Basically you register as a freelance coder upload your CV as the customer will want to know a bit more about you and your skills, and then bid to win contracts.

Be careful not to bite off more than you can chew; most of the projects require some high level input and the customer will always demand a professional service.

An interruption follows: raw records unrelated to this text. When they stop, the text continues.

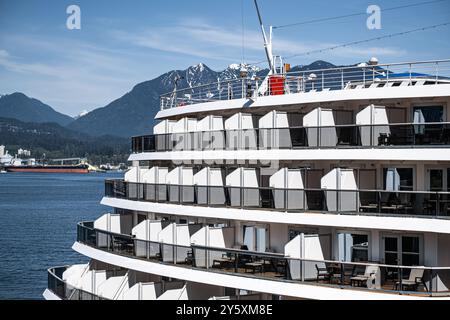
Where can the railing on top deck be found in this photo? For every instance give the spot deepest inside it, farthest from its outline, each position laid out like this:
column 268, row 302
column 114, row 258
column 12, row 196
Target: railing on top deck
column 378, row 277
column 370, row 202
column 341, row 136
column 339, row 78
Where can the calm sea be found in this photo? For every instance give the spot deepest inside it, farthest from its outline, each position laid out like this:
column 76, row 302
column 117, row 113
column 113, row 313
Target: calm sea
column 38, row 219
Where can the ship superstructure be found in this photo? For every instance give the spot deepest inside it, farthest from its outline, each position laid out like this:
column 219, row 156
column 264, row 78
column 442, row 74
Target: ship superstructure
column 331, row 184
column 321, row 184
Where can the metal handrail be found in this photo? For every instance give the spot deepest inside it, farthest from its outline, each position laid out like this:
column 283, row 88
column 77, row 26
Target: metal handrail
column 267, row 254
column 299, row 127
column 282, row 189
column 322, row 70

But it might be a good place to start when you feel you can take on that level of project.

If you are not ready for Freelancer yet, just keep on coding for free and for fun.


----------



## arkusM (Sep 15, 2011)

thanks for sharing the site Paul.
They claim that projects are generally under $200 and start at $30.
Interesting that according the the front page ticker stats, the average cost/pay per project is $84 USD (as of 11-09-15 07:79 MST) and that there are 2.3 registered freelancers per completed project.... huh. 

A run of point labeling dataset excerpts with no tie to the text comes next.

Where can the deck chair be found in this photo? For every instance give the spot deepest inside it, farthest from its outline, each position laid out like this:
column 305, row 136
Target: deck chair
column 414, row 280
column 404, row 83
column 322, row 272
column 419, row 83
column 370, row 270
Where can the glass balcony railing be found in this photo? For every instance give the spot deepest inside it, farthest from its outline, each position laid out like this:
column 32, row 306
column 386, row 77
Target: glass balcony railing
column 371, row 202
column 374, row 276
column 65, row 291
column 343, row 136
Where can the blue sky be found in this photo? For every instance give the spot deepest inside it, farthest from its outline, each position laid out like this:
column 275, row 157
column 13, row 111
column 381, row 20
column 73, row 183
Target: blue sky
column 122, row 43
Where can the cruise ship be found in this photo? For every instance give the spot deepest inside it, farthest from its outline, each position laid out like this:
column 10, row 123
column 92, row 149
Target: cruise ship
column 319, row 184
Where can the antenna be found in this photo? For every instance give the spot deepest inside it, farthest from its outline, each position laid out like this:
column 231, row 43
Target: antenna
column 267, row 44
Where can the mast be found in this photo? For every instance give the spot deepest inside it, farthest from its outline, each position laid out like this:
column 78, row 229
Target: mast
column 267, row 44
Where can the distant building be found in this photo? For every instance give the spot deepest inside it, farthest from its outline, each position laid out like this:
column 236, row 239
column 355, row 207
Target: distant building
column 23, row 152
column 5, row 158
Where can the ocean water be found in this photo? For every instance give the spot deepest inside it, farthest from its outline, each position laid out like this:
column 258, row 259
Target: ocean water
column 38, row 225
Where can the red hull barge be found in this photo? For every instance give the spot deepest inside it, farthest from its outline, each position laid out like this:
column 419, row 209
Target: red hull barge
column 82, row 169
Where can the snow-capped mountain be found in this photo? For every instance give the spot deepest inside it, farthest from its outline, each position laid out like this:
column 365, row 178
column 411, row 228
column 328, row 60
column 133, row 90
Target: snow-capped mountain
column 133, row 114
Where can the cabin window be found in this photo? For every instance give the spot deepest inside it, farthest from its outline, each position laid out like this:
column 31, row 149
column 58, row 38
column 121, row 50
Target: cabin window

Is this similar to or is it considered, cloud sourcing?


----------



## Taul (Sep 15, 2011)

hmmmm... never heard of cloud sourcing but I did a Google check.
I guess it is similar, but from the customers point of view the work can get done cheaper than employing a professional coder. 
Most customers will check the cv carefully or ask for examples of previous work so most of them would pick the bidder they feel comfortable with and not just the cheapest.

Sadly, the rate of pay is low but it is a good place to either cut your teeth before you go full time or use it to fill in the gaps


----------



## arkusM (Sep 15, 2011)

Yeah it seems like a cool concept. Not sure I am ready for the big world yet!!

I was browsing briefly, seems they are not immune to adult-industry recruiting... yikes.

It is cool they have an Excel section, some of the postings seem so basic, but I guess that is why is is good for small shops to have a resource like this easier to get a $30-$250 budget than a temp who may or may not be able to accomplish the same task at a similiar time frame. And then some of the projects are like, you want to pay me $30 for a 1000 what?

Anyway thanks for shaing the site, a good resource to have in the toolbox.


----------



## nigelandrewfoster (Sep 16, 2011)

Thanks, guys.  I'll check out the site.  Got to be worth a look.  Appreciate the advice.
Nigel


----------



## xenou (Sep 16, 2011)

Learn C#.NET


----------